Journal of Clinical & Experimental Dermatology Research

Journal of Clinical & Experimental Dermatology Research
Open Access

ISSN: 2155-9554

+44 7868 792050


Identification of CYP3A5 and CYP2B6 Polymorphisms in Porphyria Cutanea Tarda Associated to Human Immunodeficiency Virus

Jimena V. Lavandera, Victoria E. Parera, Maria Victoria Rossetti, Alcira M. Del C. Batlle and Ana Maria Buzaleh

To date, few or no data concerning the prevalence of polymorphisms in drug metabolism genes of antiretroviral drugs have been reported in the Argentinean population or in porphyric individuals worldwide. The purpose of the current investigation was to determine whether interindividual differences in cytochrome P450 3A5 (CYP3A) and 2B6 (CYP2B6) genes could influence the triggering of Porphyria Cutanea Tarda (PCT) in subjects with human immunodeficiency virus (HIV) after antiretroviral exposure.
A total of 141 subjects, 60 control volunteers and 81 unrelated individuals with PCT were included in the study.

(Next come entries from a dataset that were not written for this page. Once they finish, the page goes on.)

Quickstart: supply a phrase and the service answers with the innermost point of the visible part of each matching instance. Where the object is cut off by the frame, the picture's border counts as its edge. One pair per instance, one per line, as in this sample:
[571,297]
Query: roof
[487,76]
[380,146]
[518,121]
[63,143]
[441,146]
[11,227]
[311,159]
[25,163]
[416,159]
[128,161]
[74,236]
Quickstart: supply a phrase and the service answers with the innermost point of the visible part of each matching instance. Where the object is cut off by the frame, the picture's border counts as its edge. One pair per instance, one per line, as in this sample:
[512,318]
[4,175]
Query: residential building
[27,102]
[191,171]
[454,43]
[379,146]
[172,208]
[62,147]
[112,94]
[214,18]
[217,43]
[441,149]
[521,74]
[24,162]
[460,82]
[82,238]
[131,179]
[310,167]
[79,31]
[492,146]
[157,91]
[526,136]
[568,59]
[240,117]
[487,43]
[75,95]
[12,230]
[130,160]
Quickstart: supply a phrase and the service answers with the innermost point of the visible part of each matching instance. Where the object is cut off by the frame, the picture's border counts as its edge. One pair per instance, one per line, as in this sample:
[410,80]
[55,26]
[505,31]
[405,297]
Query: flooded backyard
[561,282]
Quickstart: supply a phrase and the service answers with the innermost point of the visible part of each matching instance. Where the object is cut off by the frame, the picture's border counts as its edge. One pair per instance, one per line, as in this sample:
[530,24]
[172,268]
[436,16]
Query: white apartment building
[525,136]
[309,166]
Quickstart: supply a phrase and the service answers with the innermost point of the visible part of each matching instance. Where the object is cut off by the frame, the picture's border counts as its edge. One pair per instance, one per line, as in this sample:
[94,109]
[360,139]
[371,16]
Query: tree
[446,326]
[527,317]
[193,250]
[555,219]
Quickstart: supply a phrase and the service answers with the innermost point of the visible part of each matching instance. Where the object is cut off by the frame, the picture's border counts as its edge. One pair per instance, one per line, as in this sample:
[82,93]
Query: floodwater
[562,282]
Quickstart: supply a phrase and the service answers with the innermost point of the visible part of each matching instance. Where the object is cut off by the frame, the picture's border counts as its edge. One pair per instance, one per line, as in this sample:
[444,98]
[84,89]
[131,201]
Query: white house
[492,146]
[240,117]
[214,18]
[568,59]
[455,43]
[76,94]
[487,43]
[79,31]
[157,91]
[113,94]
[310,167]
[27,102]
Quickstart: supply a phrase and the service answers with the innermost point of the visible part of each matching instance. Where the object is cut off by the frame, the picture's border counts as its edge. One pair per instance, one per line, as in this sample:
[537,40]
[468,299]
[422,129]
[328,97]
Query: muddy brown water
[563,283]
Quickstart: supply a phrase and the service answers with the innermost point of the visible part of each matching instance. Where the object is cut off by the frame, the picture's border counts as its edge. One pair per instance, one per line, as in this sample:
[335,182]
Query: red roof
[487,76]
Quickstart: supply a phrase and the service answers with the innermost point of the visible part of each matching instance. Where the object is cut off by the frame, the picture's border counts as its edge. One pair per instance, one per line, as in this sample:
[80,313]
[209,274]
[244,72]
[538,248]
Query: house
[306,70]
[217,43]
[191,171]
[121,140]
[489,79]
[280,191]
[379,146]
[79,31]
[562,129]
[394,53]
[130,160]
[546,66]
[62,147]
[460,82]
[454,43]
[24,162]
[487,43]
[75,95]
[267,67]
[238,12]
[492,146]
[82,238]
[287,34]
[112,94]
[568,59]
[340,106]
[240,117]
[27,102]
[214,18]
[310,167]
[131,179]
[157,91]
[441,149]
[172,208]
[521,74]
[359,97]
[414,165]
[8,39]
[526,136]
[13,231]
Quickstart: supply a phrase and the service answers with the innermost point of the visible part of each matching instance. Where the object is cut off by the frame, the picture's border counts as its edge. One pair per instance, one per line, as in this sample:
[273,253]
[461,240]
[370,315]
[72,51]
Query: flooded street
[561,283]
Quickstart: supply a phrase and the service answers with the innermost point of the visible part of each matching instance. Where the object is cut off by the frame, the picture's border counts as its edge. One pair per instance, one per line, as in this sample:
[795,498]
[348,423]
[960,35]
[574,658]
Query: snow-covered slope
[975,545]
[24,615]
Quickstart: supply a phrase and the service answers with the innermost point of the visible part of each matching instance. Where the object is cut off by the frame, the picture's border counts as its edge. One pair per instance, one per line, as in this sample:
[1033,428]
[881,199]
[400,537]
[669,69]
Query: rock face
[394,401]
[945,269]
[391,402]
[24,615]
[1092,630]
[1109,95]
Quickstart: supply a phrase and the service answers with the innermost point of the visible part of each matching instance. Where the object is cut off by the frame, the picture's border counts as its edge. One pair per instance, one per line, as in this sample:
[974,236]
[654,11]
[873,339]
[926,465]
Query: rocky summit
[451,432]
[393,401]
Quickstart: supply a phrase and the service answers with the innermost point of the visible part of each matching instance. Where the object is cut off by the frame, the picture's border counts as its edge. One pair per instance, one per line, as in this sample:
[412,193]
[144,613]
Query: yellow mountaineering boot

In the porphyric group, 21 individuals were HIV positive. To evaluate the presence of the alleles CYP3A5*3, CYP3A5*6 and CYP2B6*6 a polymerase chain reaction (PCR) followed by restriction fragment length polymorphism (RFLP) analysis was performed.
The frequencies of CYP3A5*3 were 0.91 in control group, 0.89 in PCT patients and 0.89 in PCT-HIV. CYP2B6*6 frequencies were 0.31 in control group, 0.34 in PCT group and 0.30 in PCT-HIV group. We have shown that the allelic frequencies of CYP3A5*3 or CYP2B6*6 in our population were similar to those reported for other Caucasian populations. Although, we have not found significant differences in polymorphisms of CYP3A5 and CYP2B6 between the different groups analyzed, there are an enormous number of biological variables that may influence antiretroviral treatment, like other genetic polymorphisms of phase I or phase II enzymes, or transporters like multidrug resistance transporter gene (MDR1), which can contribute to antiretroviral drug toxicities and response or even it is possible that the PCT-HIV association has more than one factor responsible for the onset of PCT symptoms.